A afirmação mais rasa que poderia ser feita a F1 é de que sua narrativa foi concebida no decalque de Top Gun: Maverick, e isso seria errado porque não foi Joseph Kosinski o desenvolvedor inicial desse plot ‘mestre e pupilo’, para filmes de aventura. Os anos 80 foram infestados dessa base de roteiro, desde Karatê Kid, mas isso também não foi iniciado ali. Essa é uma trajetória remetente à literatura, que já apresentou anteriormente esse ponto de partida. O fato dos dois filmes em questão serem dirigidos pela mesma pessoa, prova mais um olhar preguiçoso em torno dessa ideia, cuja análise não pode fugir do lugar comum. Partindo dessa ideia que o cinema já gastou, resta pouco a ser apreciado e que não esteja ligado ao conceito de entretenimento inconsequente e sem maiores inovações.
Após Tom Cruise, Kosinski resolveu pegar o outro mega astro das últimas décadas e que, por muitas vezes, competiu com Cruise, Brad Pitt. Não faz diferença qual o ator aqui, porque o filme não poderia ser mais mecânico, nada tem muita personalidade nesse roteiro, que parece um apanhado de referências tratadas em inteligência artificial. Seus personagens são arquétipos trabalhando em cima de uma base que o Cinema não cansa de explorar, e que mais uma vez funciona, no sentido do entretenimento mais puro e sem maiores intenções que não a de entreter a plateia por duas horas e meia. Findado o tempo de projeção, a memória do espectador não está fixada em nenhum de seus atores, ainda que estejamos diante de Pitt e Javier Bardem, por exemplo.
O show, se é que há um, é inteiro das invenções de Kosinski. Por mais que exista alguma tentativa de olhar para as marcas do tempo de seu protagonista, isso não é uma discussão que nem o roteiro ou a imagem de Claudio Miranda quer se ater. F1 é um parque de diversões comandado por seu diretor, que se considera, a essa altura, com alguma autoralidade em cima do que faz; a prova é sua assinatura no roteiro. Talvez pela segurança que tenha adquirido em sua experiência anterior, o que temos aqui é um palco montado para que as experimentações de direção sejam colocadas à prova. Isso significa que as últimas tecnologias adquiridas pelo próprio esporte-título estejam espelhadas aqui, um longa de ficção.
Se o filme tende a impressionar regularmente um espectador que cresceu torcendo por Ayrton Senna nas manhãs de domingo, ao espectador comum esse impacto tende a ser ainda maior. Porque, literalmente, F1 acopla seu material rente aos baixíssimos carros e suas rodas que regulam a altura dos olhos dos pilotos. O resultado empolga de verdade, e existe a vontade de que o filme abandone sua narrativa quase obrigatória, para se dedicar exclusivamente à ação, que são os momentos onde o filme sai da linha esperada, para tentar um voo exótico. Os esforços de Miranda e a confiança de Kosinski produzem um resultado que bate quente na tela, mas quando chega nas relações humanas, tudo o que é alcançado pelas imagens, não corresponde em seu outro tomo.
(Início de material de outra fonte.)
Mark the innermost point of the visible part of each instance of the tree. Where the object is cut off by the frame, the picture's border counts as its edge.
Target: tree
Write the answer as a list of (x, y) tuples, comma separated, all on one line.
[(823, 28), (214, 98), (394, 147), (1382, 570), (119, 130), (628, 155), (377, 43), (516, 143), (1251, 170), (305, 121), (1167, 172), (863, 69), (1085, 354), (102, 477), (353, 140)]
Existe, dentro da produção, uma vontade de agradar a um grupo que parece meio vago dentro do público de cinema, hoje. Como se fosse o roteiro de F1 tivesse sido uma encomenda pedida ao chat GPT, o que se desfila enquanto construção de temas e personagens, é uma quantidade admirável de clichês que mostram como Hollywood não se importa mais com qualquer resultado. Desde diálogos (“se andar naquele carro for a última coisa que eu faça na vida, ainda assim eu estarei lá”) até criação de imagens, como mais de uma vez onde Pitt vem ao longe como um lobo solitário, tudo é bastante aleatório e repetitivo, como se estivéssemos a bordo de uma paródia igualmente dos anos 80.
Paralelo a esse texto e essas ideias gráficas também antiquadas, temos a gana de realizar um filme de ação dos mais empolgantes. Nessa hora, percebemos que Kosinski e todos que o cercam tentam representar da melhor maneira possível não apenas a fórmula 1, como o espírito de um gênero. Isso aliado às tentativas do personagem de Pitt controlar o incontrolável o tempo todo, no limite do insuportável e do crível, fazem de F1 uma experiência gangorra – a todo tempo, estamos com um olho no lado bom e ao mesmo tempo no lado ruim. O melhor é compreender o mais rápido possível que estamos diante de um passatempo inconsequente, que não tenta te convencer de alguma profundidade. Não tem, e tá tudo bem.
Um grande momento
O acidente (vocês não achavam que um filme de fórmula 1 não teria um, né?)